Oh, never, thought Kamala. Never would she allow Narayan to work under Thangam, who would surely see that he did all the work while she stood idly by. She did not like to contradict Vidya-ma, who was looking flushed, unhappy, and cross, but she had to say something. “Let me go help her, Vidya-ma,” she said. “I can do it quicker.”
“But the brass? And who will do the flowers? … Oh,” said Vidya-ma. “You are all so unhelpful. At a time like this, you are all so unhelpful.”
The words in Kamala’s mind popped out of her mouth: “Let the driver’s wife start the polishing, Vidya-ma. My son can help her…. Shanta is such a clever woman, she is sure to be able to manage in the kitchen by herself. After all, she is not cooking for the function.”
“OH, A SOW’S TEAT,” Kamala said. “A braying donkey curse this house and all those who labor in it. Even a dog’s fart would smell better than this place.”
The pain had settled deep within her groin. It was right on schedule; it should not have taken her by surprise. She had known since the previous day, when her monthly cycle had started, in coy red drops that settled in the cloth between her legs and welled to a majestic flow by this morning. Her son found her squatting on the floor, one hand pressed to her belly, her head resting on her knees, eyes closed tight to prevent tears escaping, mouth moving silently in a hundred nameless curses. Her broom and bucket lay idle next to her.
“Mother? Are you not well? What ails you?” The worry in his voice roused her, but, naturally, she could not m
eet the concern and alarm in his eyes with the truth.
“It is a back pain, child,” she said. “And a little bit in the stomach. But do not worry, it will soon be better. Have you finished the jobs you were given?”
“Yes, yes,” he said, “all done, but, Mother! Can’t you rest yourself awhile? Isn’t there some medicine that you can take?”
She forced a smile. “Do not worry, child. It will soon be better. I will drink some water, and it will go away.”
Her normal practice, at such times, was to speak to Vidya-ma before her pains became unbearable—all the females in the house did—and they would receive a special pain pill that Vidya-ma kept for her own use and that was not available at the neighborhood medicine shop. Like magic, within a half hour, the pulsing pain in the groin would be stemmed. But Kamala could not think of approaching Vidya-ma today. And she cursed her own foul judgment, that on a day like this, amid all her other preparations—the readying of her son’s clothes, the earnest lectures to him, the this, the that—in not taking care to provide herself with a little pill of her own. As she slowly straightened, her legs trembled—in reaction to the work already done, and in anticipation of the work to come.
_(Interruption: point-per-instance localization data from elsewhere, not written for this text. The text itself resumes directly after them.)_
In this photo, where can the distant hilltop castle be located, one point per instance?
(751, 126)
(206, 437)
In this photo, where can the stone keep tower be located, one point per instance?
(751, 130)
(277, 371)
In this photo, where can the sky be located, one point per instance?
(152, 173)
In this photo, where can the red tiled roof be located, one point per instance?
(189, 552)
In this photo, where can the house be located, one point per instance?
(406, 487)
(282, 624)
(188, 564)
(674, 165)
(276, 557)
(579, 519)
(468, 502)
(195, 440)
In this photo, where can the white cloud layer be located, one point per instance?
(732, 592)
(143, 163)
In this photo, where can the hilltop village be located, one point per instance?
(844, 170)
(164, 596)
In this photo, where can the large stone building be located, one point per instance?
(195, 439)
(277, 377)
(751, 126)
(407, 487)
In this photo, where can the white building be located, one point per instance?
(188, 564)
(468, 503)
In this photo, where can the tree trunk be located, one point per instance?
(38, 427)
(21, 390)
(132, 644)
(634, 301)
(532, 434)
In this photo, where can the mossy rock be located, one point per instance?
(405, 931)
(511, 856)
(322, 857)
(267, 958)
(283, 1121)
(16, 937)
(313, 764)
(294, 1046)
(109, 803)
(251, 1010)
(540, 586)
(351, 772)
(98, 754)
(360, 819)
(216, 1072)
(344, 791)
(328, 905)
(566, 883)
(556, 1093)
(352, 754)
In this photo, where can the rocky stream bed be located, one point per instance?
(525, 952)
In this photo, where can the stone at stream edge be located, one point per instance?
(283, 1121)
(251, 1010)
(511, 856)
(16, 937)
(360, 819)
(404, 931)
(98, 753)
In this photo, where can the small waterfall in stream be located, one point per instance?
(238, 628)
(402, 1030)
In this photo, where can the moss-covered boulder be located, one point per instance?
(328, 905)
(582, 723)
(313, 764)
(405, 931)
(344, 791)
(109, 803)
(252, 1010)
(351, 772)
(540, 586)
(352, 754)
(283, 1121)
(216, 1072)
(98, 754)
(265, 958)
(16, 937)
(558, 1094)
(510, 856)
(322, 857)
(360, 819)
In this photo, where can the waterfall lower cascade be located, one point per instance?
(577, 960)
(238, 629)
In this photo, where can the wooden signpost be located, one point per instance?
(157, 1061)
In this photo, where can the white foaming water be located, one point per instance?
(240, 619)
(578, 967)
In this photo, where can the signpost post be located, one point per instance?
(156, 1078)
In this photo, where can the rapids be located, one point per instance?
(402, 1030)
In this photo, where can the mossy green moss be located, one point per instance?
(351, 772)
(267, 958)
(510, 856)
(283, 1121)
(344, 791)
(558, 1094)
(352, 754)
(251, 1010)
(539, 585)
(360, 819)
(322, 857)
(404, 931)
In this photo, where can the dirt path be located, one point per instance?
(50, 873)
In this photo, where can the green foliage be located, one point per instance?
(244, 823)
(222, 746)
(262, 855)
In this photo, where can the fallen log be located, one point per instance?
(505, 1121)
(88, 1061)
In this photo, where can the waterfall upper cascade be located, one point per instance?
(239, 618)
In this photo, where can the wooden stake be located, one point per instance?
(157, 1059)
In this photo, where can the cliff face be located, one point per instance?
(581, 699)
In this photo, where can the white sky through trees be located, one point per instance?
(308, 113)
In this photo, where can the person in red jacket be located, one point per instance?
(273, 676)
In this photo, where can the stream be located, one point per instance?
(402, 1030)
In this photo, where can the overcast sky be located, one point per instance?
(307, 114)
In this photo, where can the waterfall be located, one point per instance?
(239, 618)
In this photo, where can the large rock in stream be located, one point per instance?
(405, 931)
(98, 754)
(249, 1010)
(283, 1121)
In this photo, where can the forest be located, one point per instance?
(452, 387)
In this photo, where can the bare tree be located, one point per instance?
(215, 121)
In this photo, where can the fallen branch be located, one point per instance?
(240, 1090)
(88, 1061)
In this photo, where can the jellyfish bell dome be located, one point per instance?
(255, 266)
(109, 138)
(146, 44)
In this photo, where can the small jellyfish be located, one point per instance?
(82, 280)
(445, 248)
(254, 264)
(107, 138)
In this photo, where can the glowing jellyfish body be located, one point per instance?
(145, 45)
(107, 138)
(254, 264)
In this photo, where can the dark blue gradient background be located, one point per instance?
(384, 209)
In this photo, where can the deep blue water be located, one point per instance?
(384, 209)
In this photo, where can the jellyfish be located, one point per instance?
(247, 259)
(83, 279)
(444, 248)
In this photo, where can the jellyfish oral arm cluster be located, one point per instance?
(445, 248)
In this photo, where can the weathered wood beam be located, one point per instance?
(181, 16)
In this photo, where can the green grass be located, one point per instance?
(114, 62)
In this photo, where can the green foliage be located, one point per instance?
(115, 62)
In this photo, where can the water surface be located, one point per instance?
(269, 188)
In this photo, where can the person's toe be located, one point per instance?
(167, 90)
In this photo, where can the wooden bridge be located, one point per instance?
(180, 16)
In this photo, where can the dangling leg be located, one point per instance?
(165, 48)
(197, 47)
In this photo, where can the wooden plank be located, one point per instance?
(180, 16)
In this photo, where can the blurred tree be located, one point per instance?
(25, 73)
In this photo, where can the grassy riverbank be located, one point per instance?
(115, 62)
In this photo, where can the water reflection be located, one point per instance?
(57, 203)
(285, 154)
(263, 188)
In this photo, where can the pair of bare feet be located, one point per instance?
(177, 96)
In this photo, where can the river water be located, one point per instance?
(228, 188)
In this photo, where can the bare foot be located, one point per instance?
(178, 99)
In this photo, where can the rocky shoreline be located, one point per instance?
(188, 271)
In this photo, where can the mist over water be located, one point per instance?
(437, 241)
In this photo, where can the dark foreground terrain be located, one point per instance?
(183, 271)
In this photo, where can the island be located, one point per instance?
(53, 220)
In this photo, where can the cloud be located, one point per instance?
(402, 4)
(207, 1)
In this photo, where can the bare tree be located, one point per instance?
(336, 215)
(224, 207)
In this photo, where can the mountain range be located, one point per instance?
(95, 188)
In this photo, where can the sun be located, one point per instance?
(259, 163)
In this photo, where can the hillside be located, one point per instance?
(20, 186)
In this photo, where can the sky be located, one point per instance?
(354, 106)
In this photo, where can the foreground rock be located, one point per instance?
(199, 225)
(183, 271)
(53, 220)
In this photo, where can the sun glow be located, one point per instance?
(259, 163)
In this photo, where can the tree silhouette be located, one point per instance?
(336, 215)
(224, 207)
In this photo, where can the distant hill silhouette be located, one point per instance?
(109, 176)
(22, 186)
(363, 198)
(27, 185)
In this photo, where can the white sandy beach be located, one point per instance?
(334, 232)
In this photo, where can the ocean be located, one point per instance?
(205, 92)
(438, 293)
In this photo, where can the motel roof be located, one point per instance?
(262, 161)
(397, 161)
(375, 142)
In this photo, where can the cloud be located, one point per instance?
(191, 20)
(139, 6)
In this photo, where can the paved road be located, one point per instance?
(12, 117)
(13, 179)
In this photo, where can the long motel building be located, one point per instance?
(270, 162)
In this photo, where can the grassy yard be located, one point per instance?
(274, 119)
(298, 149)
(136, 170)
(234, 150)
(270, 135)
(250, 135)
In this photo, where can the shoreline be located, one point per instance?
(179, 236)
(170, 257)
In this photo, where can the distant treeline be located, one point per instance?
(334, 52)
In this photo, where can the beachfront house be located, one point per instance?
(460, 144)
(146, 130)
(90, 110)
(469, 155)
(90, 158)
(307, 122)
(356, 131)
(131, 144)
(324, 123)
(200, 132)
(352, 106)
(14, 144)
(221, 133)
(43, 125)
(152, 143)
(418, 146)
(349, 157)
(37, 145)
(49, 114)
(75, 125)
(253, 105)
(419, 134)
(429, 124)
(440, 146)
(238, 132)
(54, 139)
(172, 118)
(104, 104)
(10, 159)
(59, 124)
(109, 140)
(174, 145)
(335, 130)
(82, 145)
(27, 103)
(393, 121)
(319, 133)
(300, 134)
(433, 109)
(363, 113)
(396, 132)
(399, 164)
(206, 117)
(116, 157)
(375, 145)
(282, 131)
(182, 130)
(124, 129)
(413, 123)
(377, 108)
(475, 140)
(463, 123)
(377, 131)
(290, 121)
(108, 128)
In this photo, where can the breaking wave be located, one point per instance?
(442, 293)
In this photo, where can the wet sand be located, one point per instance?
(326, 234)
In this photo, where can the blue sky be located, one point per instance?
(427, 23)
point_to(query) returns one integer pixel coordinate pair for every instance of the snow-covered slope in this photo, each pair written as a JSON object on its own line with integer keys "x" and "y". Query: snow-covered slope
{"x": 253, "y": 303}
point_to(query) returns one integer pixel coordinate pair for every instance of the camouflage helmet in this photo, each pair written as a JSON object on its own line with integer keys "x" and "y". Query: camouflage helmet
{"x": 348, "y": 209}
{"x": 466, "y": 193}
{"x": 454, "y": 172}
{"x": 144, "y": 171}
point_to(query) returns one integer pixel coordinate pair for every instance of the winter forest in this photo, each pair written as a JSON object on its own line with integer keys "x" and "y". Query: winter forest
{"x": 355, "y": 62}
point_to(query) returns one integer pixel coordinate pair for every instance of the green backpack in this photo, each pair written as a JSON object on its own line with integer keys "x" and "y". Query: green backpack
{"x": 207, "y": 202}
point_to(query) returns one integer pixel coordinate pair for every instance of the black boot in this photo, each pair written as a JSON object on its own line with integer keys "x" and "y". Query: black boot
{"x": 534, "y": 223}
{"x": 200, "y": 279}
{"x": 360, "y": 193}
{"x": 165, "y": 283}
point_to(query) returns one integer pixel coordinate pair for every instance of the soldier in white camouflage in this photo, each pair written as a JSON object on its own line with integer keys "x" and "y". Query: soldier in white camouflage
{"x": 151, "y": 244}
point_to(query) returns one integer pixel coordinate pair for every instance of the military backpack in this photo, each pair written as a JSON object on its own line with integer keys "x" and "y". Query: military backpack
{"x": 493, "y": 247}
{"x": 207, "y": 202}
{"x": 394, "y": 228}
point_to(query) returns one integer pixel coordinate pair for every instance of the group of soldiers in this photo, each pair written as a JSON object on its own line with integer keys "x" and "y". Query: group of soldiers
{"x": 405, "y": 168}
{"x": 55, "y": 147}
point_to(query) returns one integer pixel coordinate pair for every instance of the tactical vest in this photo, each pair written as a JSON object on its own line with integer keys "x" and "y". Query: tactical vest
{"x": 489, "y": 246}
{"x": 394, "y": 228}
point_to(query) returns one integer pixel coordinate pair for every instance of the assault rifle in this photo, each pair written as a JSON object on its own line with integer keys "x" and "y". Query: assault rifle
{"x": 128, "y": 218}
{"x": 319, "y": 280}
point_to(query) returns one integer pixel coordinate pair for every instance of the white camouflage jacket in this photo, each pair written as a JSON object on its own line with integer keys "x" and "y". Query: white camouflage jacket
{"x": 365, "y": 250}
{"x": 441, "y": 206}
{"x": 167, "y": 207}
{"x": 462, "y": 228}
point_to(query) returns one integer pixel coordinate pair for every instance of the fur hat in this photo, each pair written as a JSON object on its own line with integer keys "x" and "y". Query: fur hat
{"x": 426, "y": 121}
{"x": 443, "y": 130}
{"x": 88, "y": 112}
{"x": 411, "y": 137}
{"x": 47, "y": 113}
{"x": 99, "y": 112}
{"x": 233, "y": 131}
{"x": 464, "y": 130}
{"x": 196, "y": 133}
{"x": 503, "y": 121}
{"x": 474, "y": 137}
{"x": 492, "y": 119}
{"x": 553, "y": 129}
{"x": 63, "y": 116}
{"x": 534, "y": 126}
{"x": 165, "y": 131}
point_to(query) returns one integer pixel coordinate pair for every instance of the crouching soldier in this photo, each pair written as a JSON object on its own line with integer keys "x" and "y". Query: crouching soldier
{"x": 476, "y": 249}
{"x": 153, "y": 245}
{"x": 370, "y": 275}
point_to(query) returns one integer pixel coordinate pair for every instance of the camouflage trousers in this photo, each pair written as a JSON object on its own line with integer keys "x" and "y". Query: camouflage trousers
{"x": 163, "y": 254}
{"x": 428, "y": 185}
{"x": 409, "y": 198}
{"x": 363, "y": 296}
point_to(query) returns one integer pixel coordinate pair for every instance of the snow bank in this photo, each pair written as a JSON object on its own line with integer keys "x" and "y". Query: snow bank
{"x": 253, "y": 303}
When the clock showed half past three, she could bear it no longer. “I will be back,” she whispered to her son, who had loyally spent the past few minutes trying to swab the floor for her. “You have done well. I am happy with you, Son.” His answering smile eased the pain within her a little. “Keep at your work a few minutes more,” she said. “I must visit the bathroom.”
From the other end of the room, Thangam stared at them both suspiciously; it had not escaped her notice that Kamala’s pace of work had slowed considerably. Her frown deepened as Kamala left the room. “Come here, boy,” she called to Narayan. “Come and help here.”
Kamala visited the bathroom and then collapsed on the kitchen stoop that led to the small backyard. The ceaseless actions of the day had increased the flow of blood; she could feel it settling between her legs, the stickiness mingling with the sweat that ran in rivulets down her back and to the tops of her thighs. The pain in her groin had extended to her lower back, in a tight band that stretched across her tailbone, and the dullness of her soul now had an overlay of temper, an irritability so acute and so devoid of respite that even the bright blue afternoon sky made her cross.